Michael Pollan: The Truthdig Interview
Posted on Apr 11, 2006
By Blair Golson
Sure, we have votes; but as a society, we seem to vote most often for fad diets. Why are Americans in particular so susceptible to those kinds of appeals?
I think it is because we’re not anchored by a single, stable food culture, that we’re really vulnerable to messages from marketers, messages from scientists, and we’re willing to throw it all out every few years.
Yeah. Since we didn’t have one national kind of cuisine, and one sort of eating rules, the result has been a diluted food culture that is much more vulnerable to marketing.
If we had a stable food culture that had a consistent set of answers about, “This is what you eat, and this is how you eat it,” I think we’d be much less vulnerable to a news article saying, “Fat is good, carb is bad.”
Square, Site wide
The food marketers deserve a lot of the blame for this. When you sell a product like Go-Gurt, or a nonfood like this new stuff called “Gu”—which is a pure nutrients in a gel that athletes are supposed to use, but that kids are taking in their lunch boxes—you’re destroying something.
You’re destroying the idea of people eating together. If you’re selling products designed to go in the cup holder, you are, not intentionally, but effectively destroying the idea of people sitting at a table across from one another and eating.
We don’t eat together as families nearly as much as we once did. Twenty percent of meals are now eaten in the car. Food marketers are barraging us with messages about what we should eat. New food products are redefining the eating experience. Your great-grandmother wouldn’t recognize a Pop Tart or a tube of Go-Gurt, or know what to do with it. So we’ve changed the way we eat more in the last 50 years than probably in the thousand years before that—at every level: in the farm, but also in the market. So all this has contributed to this confusion about what we should eat.
Of course, because before you figure out what you should eat, you need to figure out what you are eating.
Which, it turns out, is a ton of corn. Literally. You write that each of us is responsible for eating approximately a ton of corn per year. How could that be?
Most of it is hidden from view, because most of that corn is passed through animals first. We eat corn in the form of chickens and pork and beef and eggs and milk. Almost all the rest of it is highly processed. It’s in chicken McNuggets. Not just in the chicken, but in 13 out of the 38 ingredients there—the additives, the various corn starches, the various oils, the oil it’s fried in. It’s kind of a hidden food chain. And it’s not just corn. There’s a lot of soybean in our food, too.

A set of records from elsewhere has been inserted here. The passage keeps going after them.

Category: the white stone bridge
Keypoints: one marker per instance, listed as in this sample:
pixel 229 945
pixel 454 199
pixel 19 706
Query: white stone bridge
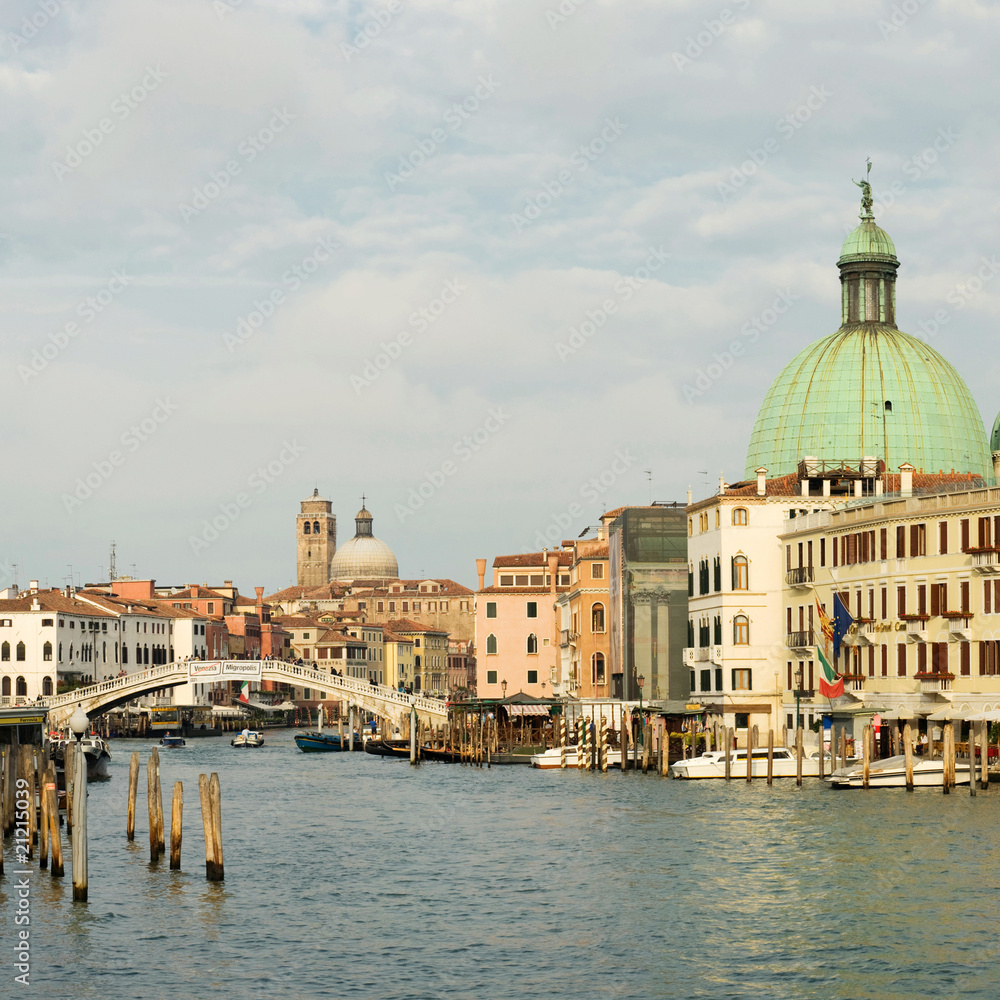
pixel 382 701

But the way our food system works, is we take these very simple commodity crops—that the government heavily subsidizes, by the way—and we break them down into their constituent molecules, and then we reassemble them in the form of proteins, carbohydrates and fats in highly processed foods: snack foods, chicken nuggets, Coca-Cola. We eat something like 56 pounds of high-fructose corn syrup sweetener every year. When you’re drinking that soda, you’re really drinking quite a bit of corn. So we should worship the corn plant, because that’s what’s supporting us right now. We don’t, because we don’t realize we’re eating it. The Mayans, who called themselves the corn people, had a healthier sense of their indebtedness to this one plant.
What are the ramifications of relying so heavily upon one crop?

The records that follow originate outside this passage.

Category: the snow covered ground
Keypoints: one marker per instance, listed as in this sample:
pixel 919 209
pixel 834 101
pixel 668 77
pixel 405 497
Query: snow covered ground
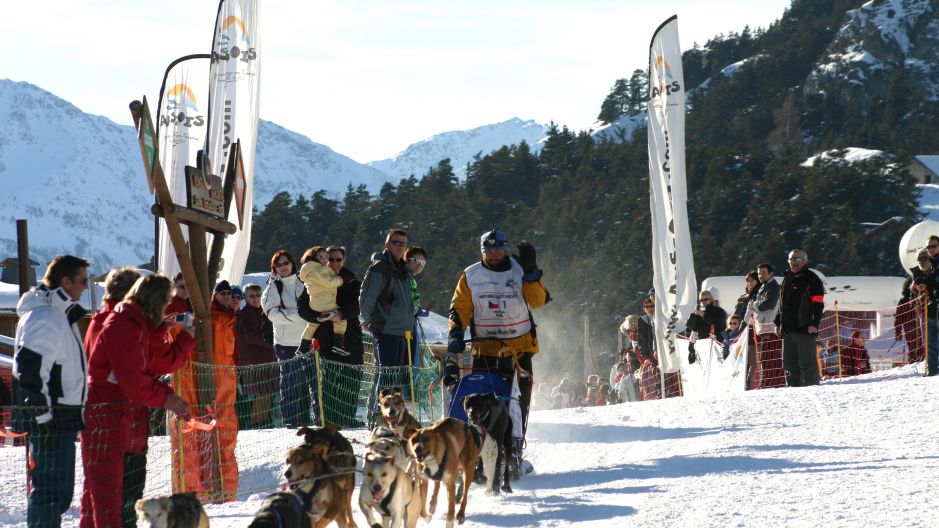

The last people to rely so heavily upon one crop were the Irish in the 19th century who ate potatoes and nothing else. This wasn’t very good for their health, and when the potato crop failed in 1845, a million of them died. In general, it’s a really bad idea to put all your eggs in one basket. Nature doesn’t work that way, and we are leaving ourselves open to risk from the devastation of the corn crop from some new microbe or terrorism.
As a health matter, we’re omnivores. We do need those 50 or so different chemical nutrients, and you’re not going to get them from processed corn. Processed corn is the building block of the fast food diet.
And that diet, we’re learning, is leaving us mal-nourished, even as it makes us fat. There are kids showing up in clinics in Oakland with rickets—very well-fed, over-fed kids who are suffering from nutrient deficiencies. That’s from eating too much processed corn.
Do you think we need new rules applied to food labeling? Either from the government, or maybe from the industry itself? Are labels the answer?
I think labels are important. They are a substitute for people actually being able to meet farmers and go to farms. But I think there are a lot of other changes at the federal level that would help. Our food system is not a creation of the free market. It’s a combination of a set of rules combined with the market. And those rules are dictating the fact that, for example, cheap corn and soybeans are the predominant ingredients in our food supply.
Because we subsidize those calories, we end up with a supermarket in which the least healthy calories are the cheapest. And the most healthy calories are the most expensive. That, in the simplest terms, is the root of the obesity epidemic for the poor—because the obesity epidemic is really a class-based problem. It’s not an epidemic, really. The biggest prediction of obesity is income.